In this section, you learn about Microsoft Azure SQL Database, a PaaS offering for relational data.
This skill covers how to:
Choose the appropriate database tier and performance level
Configure and perform point in time recovery
Enable geo-replication
Import and export data and schema
Scale Azure SQL databases
Manage elastic pools, including DTUs and eDTUs
Manage limits and resource governor
Implement Azure SQL Data Sync
Implement graph database functionality in Azure SQL
Choosing a SQL Database tier used to be simply a matter of storage space. Recently, Microsoft added new tiers that also affect the performance of SQL Database. This tiered pricing is called Service Tiers. There are three service tiers to choose from, and while they still each have restrictions on storage space, they also have some differences that might affect your choice. The major difference is in a measurement called database throughput units (DTUs). A DTU is a blended measure of CPU, memory, disk reads, and disk writes. Because SQL Database is a shared resource with other Azure customers, sometimes performance is not stable or predictable. As you go up in performance tiers, you also get better predictability in performance.

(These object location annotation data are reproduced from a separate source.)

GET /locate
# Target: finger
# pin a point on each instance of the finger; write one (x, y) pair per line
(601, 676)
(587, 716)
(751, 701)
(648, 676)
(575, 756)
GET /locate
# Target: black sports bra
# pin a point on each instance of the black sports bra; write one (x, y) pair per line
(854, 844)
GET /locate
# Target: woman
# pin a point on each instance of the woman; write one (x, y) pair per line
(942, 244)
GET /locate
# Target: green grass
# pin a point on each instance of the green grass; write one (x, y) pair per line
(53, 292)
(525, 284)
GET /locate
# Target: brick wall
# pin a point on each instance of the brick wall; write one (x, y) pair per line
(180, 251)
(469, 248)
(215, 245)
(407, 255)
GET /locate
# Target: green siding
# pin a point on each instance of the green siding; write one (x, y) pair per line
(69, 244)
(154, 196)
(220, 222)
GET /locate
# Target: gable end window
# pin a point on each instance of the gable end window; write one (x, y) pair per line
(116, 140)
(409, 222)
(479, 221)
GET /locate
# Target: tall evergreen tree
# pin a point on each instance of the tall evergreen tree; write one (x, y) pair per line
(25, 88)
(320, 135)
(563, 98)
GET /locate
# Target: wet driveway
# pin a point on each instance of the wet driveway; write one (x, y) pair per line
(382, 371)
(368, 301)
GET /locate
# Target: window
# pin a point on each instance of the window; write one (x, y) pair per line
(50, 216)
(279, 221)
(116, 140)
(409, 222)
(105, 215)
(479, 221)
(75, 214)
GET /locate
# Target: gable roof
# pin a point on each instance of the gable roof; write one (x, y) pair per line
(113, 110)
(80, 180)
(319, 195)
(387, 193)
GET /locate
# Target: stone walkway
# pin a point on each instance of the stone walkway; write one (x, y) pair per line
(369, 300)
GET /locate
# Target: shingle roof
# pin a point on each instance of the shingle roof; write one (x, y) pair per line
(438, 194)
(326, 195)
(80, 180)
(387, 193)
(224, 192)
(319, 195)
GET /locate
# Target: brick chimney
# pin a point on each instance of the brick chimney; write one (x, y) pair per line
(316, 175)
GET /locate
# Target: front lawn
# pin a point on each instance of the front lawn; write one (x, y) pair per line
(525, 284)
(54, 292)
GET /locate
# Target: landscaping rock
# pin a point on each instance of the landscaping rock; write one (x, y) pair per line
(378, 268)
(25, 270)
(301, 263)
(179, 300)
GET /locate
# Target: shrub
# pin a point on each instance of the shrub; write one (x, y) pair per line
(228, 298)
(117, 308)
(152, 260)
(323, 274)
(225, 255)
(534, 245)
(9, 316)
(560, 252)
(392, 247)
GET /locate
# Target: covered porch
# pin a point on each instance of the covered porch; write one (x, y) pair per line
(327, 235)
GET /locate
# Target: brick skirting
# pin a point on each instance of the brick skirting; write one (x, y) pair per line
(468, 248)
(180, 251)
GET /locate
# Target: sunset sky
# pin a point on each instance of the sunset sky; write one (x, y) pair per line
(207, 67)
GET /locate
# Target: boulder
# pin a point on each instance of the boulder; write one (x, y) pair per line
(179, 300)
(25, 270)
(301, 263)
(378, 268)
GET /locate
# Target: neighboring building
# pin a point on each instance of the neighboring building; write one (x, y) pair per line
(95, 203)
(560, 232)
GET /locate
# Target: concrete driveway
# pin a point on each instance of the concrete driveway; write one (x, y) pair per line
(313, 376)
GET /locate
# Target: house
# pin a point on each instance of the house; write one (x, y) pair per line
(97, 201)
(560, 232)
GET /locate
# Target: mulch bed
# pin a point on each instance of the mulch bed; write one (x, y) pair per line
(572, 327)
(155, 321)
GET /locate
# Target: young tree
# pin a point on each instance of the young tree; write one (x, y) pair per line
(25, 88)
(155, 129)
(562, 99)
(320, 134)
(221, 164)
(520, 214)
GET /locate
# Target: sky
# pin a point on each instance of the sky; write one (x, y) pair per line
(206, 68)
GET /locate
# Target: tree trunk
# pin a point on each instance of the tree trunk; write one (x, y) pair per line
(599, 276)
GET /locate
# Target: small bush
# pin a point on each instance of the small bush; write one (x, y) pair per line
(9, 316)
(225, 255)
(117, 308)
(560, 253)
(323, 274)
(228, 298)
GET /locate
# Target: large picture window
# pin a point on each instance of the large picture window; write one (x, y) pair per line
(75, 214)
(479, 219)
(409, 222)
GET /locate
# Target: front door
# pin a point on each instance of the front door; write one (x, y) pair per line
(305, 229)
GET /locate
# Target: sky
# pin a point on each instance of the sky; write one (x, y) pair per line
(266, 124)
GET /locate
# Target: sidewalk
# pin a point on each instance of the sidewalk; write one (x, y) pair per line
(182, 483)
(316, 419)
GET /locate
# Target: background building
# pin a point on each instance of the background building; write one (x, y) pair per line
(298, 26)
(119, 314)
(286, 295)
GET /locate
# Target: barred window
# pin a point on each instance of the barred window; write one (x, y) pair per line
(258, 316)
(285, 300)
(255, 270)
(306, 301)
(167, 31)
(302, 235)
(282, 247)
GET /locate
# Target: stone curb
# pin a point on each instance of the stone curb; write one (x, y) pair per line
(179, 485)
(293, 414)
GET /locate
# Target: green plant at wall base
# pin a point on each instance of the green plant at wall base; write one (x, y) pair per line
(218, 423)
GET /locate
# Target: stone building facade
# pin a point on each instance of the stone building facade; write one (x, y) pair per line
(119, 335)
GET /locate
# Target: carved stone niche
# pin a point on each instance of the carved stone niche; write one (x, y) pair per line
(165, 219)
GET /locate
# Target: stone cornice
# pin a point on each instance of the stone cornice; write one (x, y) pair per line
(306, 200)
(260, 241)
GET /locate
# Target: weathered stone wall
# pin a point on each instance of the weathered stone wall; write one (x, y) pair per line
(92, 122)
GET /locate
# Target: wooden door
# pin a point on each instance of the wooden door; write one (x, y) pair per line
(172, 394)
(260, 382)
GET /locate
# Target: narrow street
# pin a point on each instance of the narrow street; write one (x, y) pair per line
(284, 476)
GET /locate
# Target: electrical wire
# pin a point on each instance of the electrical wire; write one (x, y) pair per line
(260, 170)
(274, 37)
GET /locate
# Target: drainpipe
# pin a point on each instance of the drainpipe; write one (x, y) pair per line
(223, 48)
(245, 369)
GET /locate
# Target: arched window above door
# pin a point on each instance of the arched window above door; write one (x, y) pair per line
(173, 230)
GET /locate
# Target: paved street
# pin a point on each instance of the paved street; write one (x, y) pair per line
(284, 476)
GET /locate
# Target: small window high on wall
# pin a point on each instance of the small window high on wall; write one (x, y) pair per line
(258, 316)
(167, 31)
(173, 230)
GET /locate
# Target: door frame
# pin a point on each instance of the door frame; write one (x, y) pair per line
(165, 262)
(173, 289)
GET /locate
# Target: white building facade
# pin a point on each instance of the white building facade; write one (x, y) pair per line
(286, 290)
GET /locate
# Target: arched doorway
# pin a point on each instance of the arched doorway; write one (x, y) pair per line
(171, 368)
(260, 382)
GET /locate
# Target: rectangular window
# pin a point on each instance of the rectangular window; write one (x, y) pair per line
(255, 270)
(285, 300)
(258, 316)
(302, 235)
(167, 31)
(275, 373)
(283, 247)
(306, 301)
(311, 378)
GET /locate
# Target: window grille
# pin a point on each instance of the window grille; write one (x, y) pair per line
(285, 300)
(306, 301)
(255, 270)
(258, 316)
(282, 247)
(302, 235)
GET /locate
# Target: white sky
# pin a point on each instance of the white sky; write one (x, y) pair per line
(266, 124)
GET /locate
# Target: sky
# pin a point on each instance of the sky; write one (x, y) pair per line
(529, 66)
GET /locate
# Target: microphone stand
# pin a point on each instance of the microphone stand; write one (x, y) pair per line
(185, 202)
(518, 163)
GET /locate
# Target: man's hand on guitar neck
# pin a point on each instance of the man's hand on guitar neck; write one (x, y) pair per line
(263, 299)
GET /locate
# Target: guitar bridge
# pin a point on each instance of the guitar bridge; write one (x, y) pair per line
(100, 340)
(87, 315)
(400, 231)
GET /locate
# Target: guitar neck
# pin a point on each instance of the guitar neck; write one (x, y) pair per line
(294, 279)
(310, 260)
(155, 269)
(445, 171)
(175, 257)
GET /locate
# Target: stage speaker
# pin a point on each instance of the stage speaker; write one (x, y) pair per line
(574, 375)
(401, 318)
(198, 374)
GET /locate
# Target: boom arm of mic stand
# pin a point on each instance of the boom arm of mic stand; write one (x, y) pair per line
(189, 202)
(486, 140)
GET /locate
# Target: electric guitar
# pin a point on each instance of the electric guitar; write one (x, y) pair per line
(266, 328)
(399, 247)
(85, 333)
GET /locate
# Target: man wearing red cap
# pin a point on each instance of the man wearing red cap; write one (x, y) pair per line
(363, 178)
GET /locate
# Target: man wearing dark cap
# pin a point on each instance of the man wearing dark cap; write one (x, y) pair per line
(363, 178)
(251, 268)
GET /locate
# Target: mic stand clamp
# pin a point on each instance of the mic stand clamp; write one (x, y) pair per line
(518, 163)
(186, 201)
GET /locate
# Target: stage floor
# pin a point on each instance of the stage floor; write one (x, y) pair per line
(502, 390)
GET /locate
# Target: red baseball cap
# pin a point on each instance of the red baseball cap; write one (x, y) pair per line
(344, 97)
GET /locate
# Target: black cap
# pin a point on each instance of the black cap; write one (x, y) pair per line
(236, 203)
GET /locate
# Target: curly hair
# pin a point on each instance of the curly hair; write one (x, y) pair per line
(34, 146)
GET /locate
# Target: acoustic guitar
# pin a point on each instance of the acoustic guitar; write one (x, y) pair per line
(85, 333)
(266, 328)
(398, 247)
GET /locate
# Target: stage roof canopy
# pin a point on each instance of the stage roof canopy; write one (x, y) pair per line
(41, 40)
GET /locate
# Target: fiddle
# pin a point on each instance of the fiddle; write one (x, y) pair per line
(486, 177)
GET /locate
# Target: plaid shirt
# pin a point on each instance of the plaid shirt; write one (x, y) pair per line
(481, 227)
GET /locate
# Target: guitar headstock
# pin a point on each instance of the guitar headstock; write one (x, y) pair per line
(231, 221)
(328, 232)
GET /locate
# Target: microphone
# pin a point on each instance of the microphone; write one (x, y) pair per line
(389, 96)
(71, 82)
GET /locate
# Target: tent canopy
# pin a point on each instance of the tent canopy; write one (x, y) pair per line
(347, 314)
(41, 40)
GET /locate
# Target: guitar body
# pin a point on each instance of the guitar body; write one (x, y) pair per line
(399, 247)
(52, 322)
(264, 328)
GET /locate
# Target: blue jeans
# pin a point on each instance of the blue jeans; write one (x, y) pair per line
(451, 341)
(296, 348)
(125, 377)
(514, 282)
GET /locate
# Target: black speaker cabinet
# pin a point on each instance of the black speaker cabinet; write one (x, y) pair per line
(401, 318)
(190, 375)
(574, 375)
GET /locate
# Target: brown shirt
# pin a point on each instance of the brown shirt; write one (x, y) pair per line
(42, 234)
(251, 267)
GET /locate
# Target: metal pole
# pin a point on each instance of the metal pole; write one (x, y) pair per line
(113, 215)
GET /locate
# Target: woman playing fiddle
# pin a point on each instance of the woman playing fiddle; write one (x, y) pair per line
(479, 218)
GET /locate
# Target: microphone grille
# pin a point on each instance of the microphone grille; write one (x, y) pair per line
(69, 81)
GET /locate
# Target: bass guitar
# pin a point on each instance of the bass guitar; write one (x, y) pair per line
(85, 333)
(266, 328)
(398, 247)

Basic Basic tier is meant for light workloads. There is only one performance level of the basic service tier. This level is good for small use, new projects, testing, development, or learning.
Standard Standard tier is used for most production online transaction processing (OLTP) databases. The performance is more predictable than the basic tier. In addition, there are four performance levels under this tier, levels S0 to S3 (S4 – S12 are currently in preview).
Premium Premium tier continues to scale at the same level as the standard tier. In addition, performance is typically measured in seconds. For instance, the basic tier can handle 16,600 transactions per hour. The standard/S2 level can handle 2,570 transactions per minute. The top tier of premium can handle 735 transactions per second. That translates to 2,645,000 per hour in basic tier terminology.
More Info: Sql Database Tiers and Throughput
For more information on SQL Database tiers, see: http://msdn.microsoft.com/en-us/library/azure/dn741336.aspx.
There are many similarities between the various tiers. Each tier has a 99.99 percent uptime SLA, backup and restore capabilities, access to the same tooling, and the same database engine features. Fortunately, the levels are adjustable, and you can change your tier as your scaling requirements change.
The management portal can help you select the appropriate level. You can review the metrics on the Metrics tab to see the current load of your database and decide whether to scale up or down.
Click the SQL database you want to monitor.
Click the DTU tab, as shown in Figure 2-5.
Add the following metrics:
CPU Percentage
Physical Data Reads Percentage
Log Writes Percentage
FIGURE 2-5 The Metrics tab
All three of these metrics are shown relative to the DTU of your database. If you reach 80 percent of your performance metrics, it’s time to consider increasing your service tier or performance level. If you’re consistently below 10 percent of the DTU, you might consider decreasing your service tier or performance level. Be aware of momentary spikes in usage when making your choice.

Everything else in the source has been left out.